Concerning the passing of static arrays into functions... Which then have incorrect methods attempting to determine the length of the array...


Firstly, when passing a complex or potentially large object into a function, pass it by reference instead of by value:


void doStuff(std::string& myString) { /*stuff*/ }


If you want to prevent it from being altered within the function then make it a const reference:


void doStuff(const std::string& myString) { /*stuff*/ }


When you pass by value, the thing you pass gets copied into the function. When you pass by reference, only the refrence gets passed in, which is much smaller, and doesn't invoke any copy behaviors.


Secondly, if you want to pass around arrays of variable length, then use std::vector.


void doStuff(const std::vector<std::string>& myVectorOfStrings) {
    for(auto& str : myVectorOfStrings) { //std::vector supports the new for-each loop type
        std::cout << str << "\n";
    for(int i = 0; i < myVectorOfStrings.size(); i++) { //it's also aware of its own size (in terms of member count)
        std::cout << myVectorOfStrings[i] << "\n"; //and can be indexed like an array


Keep at it.

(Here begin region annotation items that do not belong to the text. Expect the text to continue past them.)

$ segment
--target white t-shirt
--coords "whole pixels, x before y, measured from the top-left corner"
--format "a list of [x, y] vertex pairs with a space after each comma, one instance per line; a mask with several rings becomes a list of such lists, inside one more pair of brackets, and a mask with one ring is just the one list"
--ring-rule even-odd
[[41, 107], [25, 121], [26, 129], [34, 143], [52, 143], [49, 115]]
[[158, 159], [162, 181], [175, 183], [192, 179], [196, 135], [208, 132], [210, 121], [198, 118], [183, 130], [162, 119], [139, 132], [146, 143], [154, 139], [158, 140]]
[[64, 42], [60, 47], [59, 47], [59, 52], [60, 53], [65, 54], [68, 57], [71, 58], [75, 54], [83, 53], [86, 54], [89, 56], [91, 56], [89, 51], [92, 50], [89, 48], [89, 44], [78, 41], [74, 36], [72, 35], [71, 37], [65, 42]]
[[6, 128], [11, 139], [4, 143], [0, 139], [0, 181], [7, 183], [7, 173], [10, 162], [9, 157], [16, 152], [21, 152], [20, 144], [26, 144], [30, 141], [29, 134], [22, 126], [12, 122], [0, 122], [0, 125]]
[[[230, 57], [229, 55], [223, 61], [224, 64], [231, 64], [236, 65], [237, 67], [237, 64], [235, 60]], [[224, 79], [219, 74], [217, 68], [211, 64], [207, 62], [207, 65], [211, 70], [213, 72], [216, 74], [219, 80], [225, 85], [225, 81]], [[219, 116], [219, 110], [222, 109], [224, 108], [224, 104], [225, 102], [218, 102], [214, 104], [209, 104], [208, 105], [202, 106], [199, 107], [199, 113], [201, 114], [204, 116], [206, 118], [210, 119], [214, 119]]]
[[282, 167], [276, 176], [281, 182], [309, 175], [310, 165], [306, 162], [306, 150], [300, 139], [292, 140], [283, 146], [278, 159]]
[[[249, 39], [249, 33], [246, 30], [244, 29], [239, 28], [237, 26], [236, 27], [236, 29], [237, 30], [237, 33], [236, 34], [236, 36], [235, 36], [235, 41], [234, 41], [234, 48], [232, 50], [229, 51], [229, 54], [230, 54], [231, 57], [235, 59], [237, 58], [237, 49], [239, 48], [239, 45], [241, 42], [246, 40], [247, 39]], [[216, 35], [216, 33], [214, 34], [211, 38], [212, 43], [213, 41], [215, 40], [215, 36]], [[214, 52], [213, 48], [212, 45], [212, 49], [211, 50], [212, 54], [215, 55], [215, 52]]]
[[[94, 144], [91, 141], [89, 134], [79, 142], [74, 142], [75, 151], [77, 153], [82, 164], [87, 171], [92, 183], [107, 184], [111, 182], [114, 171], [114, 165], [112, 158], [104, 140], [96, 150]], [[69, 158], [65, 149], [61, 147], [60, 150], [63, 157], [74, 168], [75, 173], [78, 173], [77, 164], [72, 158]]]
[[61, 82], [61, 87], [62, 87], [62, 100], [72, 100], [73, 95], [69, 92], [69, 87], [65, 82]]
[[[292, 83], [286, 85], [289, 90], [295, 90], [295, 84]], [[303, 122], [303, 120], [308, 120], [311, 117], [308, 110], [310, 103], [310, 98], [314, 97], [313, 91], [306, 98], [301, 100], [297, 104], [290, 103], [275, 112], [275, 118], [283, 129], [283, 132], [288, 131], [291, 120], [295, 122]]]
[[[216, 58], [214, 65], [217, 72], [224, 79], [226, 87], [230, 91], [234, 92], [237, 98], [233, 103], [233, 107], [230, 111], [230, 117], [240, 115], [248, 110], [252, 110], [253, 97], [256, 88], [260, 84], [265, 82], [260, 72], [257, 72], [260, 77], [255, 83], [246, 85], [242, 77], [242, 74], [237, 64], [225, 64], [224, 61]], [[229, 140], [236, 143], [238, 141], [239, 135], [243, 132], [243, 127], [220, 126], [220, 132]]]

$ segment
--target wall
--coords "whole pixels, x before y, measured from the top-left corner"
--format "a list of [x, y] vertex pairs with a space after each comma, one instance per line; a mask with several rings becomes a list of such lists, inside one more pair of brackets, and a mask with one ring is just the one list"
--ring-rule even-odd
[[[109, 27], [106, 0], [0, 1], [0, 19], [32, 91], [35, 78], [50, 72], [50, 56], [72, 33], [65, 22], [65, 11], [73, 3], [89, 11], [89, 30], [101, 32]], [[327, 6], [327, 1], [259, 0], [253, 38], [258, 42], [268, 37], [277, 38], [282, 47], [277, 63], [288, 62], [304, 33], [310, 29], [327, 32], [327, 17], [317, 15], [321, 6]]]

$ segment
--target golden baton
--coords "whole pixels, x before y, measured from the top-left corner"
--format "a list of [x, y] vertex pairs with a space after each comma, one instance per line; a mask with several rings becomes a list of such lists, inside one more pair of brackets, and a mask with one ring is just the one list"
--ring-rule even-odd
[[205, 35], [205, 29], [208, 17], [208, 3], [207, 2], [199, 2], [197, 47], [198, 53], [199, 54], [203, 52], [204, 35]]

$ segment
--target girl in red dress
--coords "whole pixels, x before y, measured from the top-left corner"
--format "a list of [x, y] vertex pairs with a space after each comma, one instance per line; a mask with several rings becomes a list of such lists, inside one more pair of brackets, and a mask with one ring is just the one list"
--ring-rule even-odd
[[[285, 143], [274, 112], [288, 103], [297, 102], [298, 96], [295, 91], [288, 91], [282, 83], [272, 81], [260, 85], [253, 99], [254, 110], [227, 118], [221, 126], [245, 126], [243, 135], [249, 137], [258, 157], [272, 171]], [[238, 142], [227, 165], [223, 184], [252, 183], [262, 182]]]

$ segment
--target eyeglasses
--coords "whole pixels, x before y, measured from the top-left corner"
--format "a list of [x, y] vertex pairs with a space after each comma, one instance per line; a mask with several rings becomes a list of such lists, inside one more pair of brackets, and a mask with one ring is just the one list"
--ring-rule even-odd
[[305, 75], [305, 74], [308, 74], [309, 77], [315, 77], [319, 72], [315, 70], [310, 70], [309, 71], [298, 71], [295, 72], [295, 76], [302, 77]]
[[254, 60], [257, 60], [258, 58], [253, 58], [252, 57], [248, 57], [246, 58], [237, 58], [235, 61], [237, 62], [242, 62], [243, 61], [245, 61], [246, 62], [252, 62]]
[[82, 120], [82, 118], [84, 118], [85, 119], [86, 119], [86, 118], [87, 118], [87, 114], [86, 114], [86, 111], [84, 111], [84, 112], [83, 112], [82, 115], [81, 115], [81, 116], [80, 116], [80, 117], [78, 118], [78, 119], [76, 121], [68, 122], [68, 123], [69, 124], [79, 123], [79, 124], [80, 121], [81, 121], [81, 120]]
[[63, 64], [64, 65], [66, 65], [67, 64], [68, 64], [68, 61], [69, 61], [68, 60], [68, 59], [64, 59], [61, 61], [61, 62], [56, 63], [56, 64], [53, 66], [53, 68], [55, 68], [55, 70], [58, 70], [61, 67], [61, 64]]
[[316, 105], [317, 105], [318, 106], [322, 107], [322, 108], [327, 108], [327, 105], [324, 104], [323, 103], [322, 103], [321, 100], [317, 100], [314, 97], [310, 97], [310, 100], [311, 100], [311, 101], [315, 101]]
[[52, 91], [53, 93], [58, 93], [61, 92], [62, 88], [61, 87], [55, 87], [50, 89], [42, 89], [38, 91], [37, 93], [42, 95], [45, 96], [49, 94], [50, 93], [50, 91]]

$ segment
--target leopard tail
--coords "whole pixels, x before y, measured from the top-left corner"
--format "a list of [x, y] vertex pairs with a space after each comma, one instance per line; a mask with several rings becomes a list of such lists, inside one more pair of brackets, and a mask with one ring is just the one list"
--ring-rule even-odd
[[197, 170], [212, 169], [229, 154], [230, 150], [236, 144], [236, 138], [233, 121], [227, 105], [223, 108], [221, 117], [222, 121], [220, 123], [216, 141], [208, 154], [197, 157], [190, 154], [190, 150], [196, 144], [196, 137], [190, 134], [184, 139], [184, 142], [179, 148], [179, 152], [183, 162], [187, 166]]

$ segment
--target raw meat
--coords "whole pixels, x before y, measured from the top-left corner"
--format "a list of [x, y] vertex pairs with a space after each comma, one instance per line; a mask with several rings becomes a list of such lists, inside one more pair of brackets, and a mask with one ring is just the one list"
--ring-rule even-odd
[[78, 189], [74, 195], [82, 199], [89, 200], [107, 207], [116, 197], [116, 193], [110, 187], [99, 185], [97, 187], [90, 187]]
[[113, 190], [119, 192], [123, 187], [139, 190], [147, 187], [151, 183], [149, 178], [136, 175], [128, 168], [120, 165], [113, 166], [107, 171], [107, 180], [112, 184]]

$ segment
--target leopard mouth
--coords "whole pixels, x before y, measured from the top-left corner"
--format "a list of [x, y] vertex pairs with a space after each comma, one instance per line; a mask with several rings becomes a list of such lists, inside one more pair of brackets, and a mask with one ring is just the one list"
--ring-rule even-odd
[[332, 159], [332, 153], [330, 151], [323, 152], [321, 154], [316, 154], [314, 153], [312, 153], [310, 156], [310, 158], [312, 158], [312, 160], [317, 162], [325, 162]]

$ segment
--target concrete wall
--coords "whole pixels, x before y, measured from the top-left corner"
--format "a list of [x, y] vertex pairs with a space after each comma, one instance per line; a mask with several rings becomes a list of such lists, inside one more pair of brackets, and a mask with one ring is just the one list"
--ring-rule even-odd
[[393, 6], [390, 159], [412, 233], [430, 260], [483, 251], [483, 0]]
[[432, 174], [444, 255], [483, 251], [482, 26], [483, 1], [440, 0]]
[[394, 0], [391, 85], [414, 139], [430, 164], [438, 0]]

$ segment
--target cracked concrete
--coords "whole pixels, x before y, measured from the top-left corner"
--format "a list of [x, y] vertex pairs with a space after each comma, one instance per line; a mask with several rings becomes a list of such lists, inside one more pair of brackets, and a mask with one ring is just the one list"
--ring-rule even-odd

You'll get there.

#5230510 A whole lot of constants.... good or terrible? :/ (c++)

Posted by Khatharr on 22 May 2015 - 06:14 PM

Note that if you declare an enum or a static member within the public section of a class, you can access it externally:

class Foo {
  enum Bar {
    BAZ = 12

void someFunctionElsewhere() {
  Foo::Bar temp;
  temp = Foo::BAZ;

This can be useful if you want to have a public member function that takes an enum argument:

class Text {
  enum HorizontalAlignment {
  void setHorizonalAlign(HorizontalAlignment hAlign);

void someFunctionElsewhere() {
  Text obj;

#5228843 (Best Practice) Multithreading instantiation

Posted by Khatharr on 13 May 2015 - 02:32 PM

You could set up a messaging system and work with interfaces, or you could have another think about threading something that sounds like it doesn't want to be threaded.

#5228842 Make the camera follow the sprite

Posted by Khatharr on 13 May 2015 - 02:28 PM

Looking at that video, it keeps the line in screen space and simply converts the coords to world space while the line itself remains locked to the camera position.


If you have some differences in your implementation that make it more of a problem then just pin the camera while the mouse button is pressed.